Recent figures collected by online food retailer Muscle Food, show there has been a 877 percent increase in searches for gym anxiety.
And the stats speak for themselves; highlighting there is a current increase in feeling fearful of going to the gym.
But there are some simple tips people can do to try and ease the self-conscious feeling of intimidating, embarrassing themselves.
Offering up four main points to try and get people to overcome their initial fear, is expert personal trainer Dottie, who hopes she can help slimmers put aside their feelings of worry and anxiety when working out in public.
1. Don’t compare yourself to others
She pointed out the importance of not comparing yourself to other people, as training is specifically performed to get each individual closer to their own personal goal.
“A huge reminder before stepping into any fitness space, whether it be a class studio, a free-for-all gym floor or even an online group workout, is that you are there for your own reasons,” Dottie explains.
“You’ve had your own personal history with exercise both short and long-lived, you’ve possibly had, or still have injuries, other time commitments and priorities.
“Each individual is completely different so don’t feel pressured to follow something that doesn’t feel comfortable to you.”
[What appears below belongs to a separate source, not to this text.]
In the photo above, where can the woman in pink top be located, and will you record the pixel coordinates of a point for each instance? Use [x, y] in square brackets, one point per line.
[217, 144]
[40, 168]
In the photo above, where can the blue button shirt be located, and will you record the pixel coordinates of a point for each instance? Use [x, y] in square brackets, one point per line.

2. Everyone was a beginner once
Another key worry for beginners especially, is not feeling like you “belong” in a gym environment.
But it’s very easy to forget that everyone has been a beginner at some point.
“TikTok is a great source for visual content on how to use gym equipment correctly but a great way to build confidence in the gym is to ask,” Dottie said, urging people not to fear working the variety of equipment on the gym floor.
“You’ll find that even the most seasoned gym-goers will be happy to help if you’re unsure how to use a piece of equipment, or better yet ask any of the gym staff for a hand they’re there to help.”
3. Don’t be afraid to adapt
She also reassures that adapting a workout to suit your needs and ability is not a step back.
“Three main words to remember are regression, adaptation and progression – variables you can add to any exercise to make it achievable for you,” she says.
And by making each repetition a little easier to achieve, you can work your way up, progressing each time.
It’s not usual for people fall victim to gym anxiety and end up packing it in.
4. Don’t give up
But just like falling off a horse, Dottie urged people wanting to get healthier to stick with it and eventually the fear will ease.
She recommends sticking with set workouts to “form habits”, as it will make approaching exercise much less daunting and it’ll become second nature.
“It can take 21-30 days to form a habit and when it comes to going to the gym, consistency is key,” she says.
“Not only will you be able to improve your physical and mental health by regularly attending the gym, but the more you become used to your surroundings and confident in attending, it will form your usual weekly routine and help with feelings of anxiety and stress.”